Intelligent technology is assisting cities to merge their digital and physical landscapes. But what does this brave new urban world mean for business travellers in Asia?
For many travellers, the holy site of Mecca in Saudi Arabia and Oudomxay, the eighth-largest city in Laos, may not seem to share much in common. But both have recently announced they are joining the global race to become Smart Cities.
Bolstered by the impending roll-outs of 5G networks, cities on all continents are using Internet of Things connectivity, intelligent interfaces and machine learning to reboot urban planning and management. Two key objectives are to enhance the quality of life for residents, and optimise the shifting flows of traffic and tourists.
Beyond Digital Payments and Drone Taxis
Business travellers are becoming acquainted with data-driven technologies that makes trips more manageable. We board planes and trains using QR codes rather than physical tickets, and pass through customs thanks to biometrics and facial recognition.
At the hotel, we may check-in via a voice-activated kiosk. Exploring the city, we ride driverless subway trains and pay for products and services by swiping our phones. Tests are currently underway for us to fly to meetings in autonomous drone taxis.
Each of these interactions generates unique, invaluable data. But, at present, these data points operate in isolation from each other. Travel-related information collated by an airline, train company, hotel or payment services provider is mostly proprietary.
But imagine an alternative scenario.
Smart Cities are designed to unlock the various data blockages encountered during our travels – and reinvigorate the delivery of services that we choose to use.
But how do Smart Cities actually work?
Smart Cities will use the ‘next-level connectivity’ provided by 5G networks to digitally transform the urban environments in which we live, travel and work.
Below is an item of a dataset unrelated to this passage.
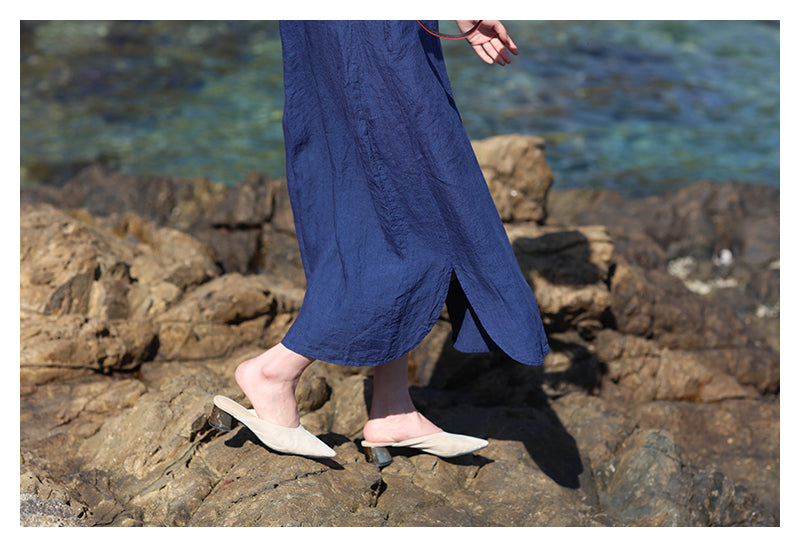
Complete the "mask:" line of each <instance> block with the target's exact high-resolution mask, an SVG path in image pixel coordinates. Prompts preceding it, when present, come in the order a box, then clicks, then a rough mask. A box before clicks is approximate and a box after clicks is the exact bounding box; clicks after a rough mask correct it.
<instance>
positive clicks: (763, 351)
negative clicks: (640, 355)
mask: <svg viewBox="0 0 800 547" xmlns="http://www.w3.org/2000/svg"><path fill="white" fill-rule="evenodd" d="M610 311H611V313H612V314H613V318H614V326H615V327H616V329H617V330H618V331H619V332H621V333H624V334H631V335H636V336H642V337H646V338H652V339H653V340H655V341H656V342H657V343H658V344H659V345H660V346H662V347H666V348H670V349H681V350H693V351H696V350H716V351H722V352H723V353H722V354H725V352H728V351H729V350H730V352H729V353H727V355H728V356H732V355H733V354H734V353H735V355H736V359H734V360H733V362H732V363H730V364H727V363H725V362H724V361H723V360H718V359H707V362H708V363H709V364H710V365H714V364H717V365H718V366H719V367H720V368H721V369H722V370H723V371H725V372H728V373H729V374H731V375H732V376H734V377H735V378H736V380H737V381H738V382H739V383H741V384H743V385H750V386H753V387H756V388H757V389H759V390H760V391H761V392H762V393H774V392H775V391H776V390H777V389H778V385H779V378H780V365H779V358H778V355H777V354H776V353H775V352H773V351H771V350H770V349H769V348H768V346H767V344H766V343H765V342H764V341H763V339H761V338H760V336H759V335H758V334H757V333H753V332H750V331H749V330H748V329H747V327H746V325H745V324H744V323H743V322H741V321H740V320H738V319H737V318H736V314H735V313H734V312H733V311H732V310H731V309H730V306H728V305H726V304H725V303H720V302H715V301H711V300H709V299H707V298H703V297H701V296H700V295H696V294H694V293H692V292H691V291H689V290H688V289H687V288H686V287H684V286H683V284H682V283H681V282H680V280H678V279H676V278H674V277H672V276H670V275H669V274H667V273H665V272H660V271H658V270H643V269H642V268H640V267H638V266H633V265H631V264H629V263H627V262H626V261H625V260H623V259H620V260H619V262H618V263H617V267H616V270H615V272H614V276H613V278H612V282H611V306H610ZM706 355H707V356H708V357H712V356H715V353H714V352H711V353H707V354H706Z"/></svg>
With 68% of the global population expected to live in cities by 2050, Smart Cities are being designed to integrate, coordinate – and hopefully, improve – urban transport, public services, tourist attractions and entertainment venues. And the key that opens the gateway is: connected data.
Definitions vary, but in 2018, the 10 members of the Association of South East Asian Nations (ASEAN) agreed a neat summary: “Smart Cities identify digital solutions that can relieve the pressures of rapid urbanisation, deliver integrated responsive public services and maximise job opportunities.”
This sounds very futuristic?
Not really. In Asia, the Smart City race began in 2010 in Japan, with the launch of four Smart Communities. Since then, urbanisation rates have spiralled across the region, and road, rail and airport traffic has become more congested. In response, governments, city planners, airports and urban transport networks throughout Asia are investing large resources into Smart City solutions. For example:
- Over 500 cities in China had tendered Smart City proposals by the end of 2018.
- In India, 100 cities with a combined population of 99.6 million people have been approved to join the nation’s Smart Cities Mission.
- In South East Asia, 28 Smart City projects are being developed, both in mega-cities, like Bangkok, Kuala Lumpur and Singapore, and emerging cities, such as Mandalay (Myanmar), Cebu (Philippines) and Da Nang (Vietnam).
- By 2021, South Korea plans to complete its first two smart cities, in Busan and Sejong.
So what may Smart Cities mean for business travellers?
The dynamics of business travel are shifting as cities become larger, denser, more commercially diverse – and, of course, more visited.
From the start of the 2020s, numerous Smart City pilot projects will gradually reveal the full scope of urban-digital transformation. For business travellers , this should mean data touchpoints become ubiquitous and contactless throughout each trip.
If the modelling proves correct, Smart Cities will analyse the vast flows of information they generate to balance travel flows in mass spaces, such as airports, train stations and convention centres. Optimised data flows will also enable service providers to tailor experiences in a personal context, such as at a hotel or while exploring the city.
Here are five potential benefits:
Large airports are already combining human behavioural science with sensors and AI to predict passenger flows at peak, shoulder and low periods. This could be used to automatically redirect passengers to areas of the airport experiencing lower foot traffic – and alert connecting services, such as airport-city rail operators and limousine and taxi providers.
The real-time integration of road, railway and airport systems data should make travellers better informed, and make route planning more seamless.
Hotels would know the exact moment your passport is swiped at the airport, enabling them to customise the welcome experience depending on whether your arrival is early, on-time or delayed.
Intelligent buildings, such as offices, hotels and convention centres, will effortlessly interact with smartphones and wearable devices to provide access to range of information and services without needing to open an app.
Smart Grids will streamline the management of precious resources like electricity, fuel and water and help reduce the environmental impact of travel.
Critics argue that relying on automation renders travellers more vulnerable to system failures and cyberattacks. Huge investments are being made to prevent such eventualities. However, some glitches may occur, so patience will be crucial – because we will all be travelling to, around and from Smart Cities in the near future.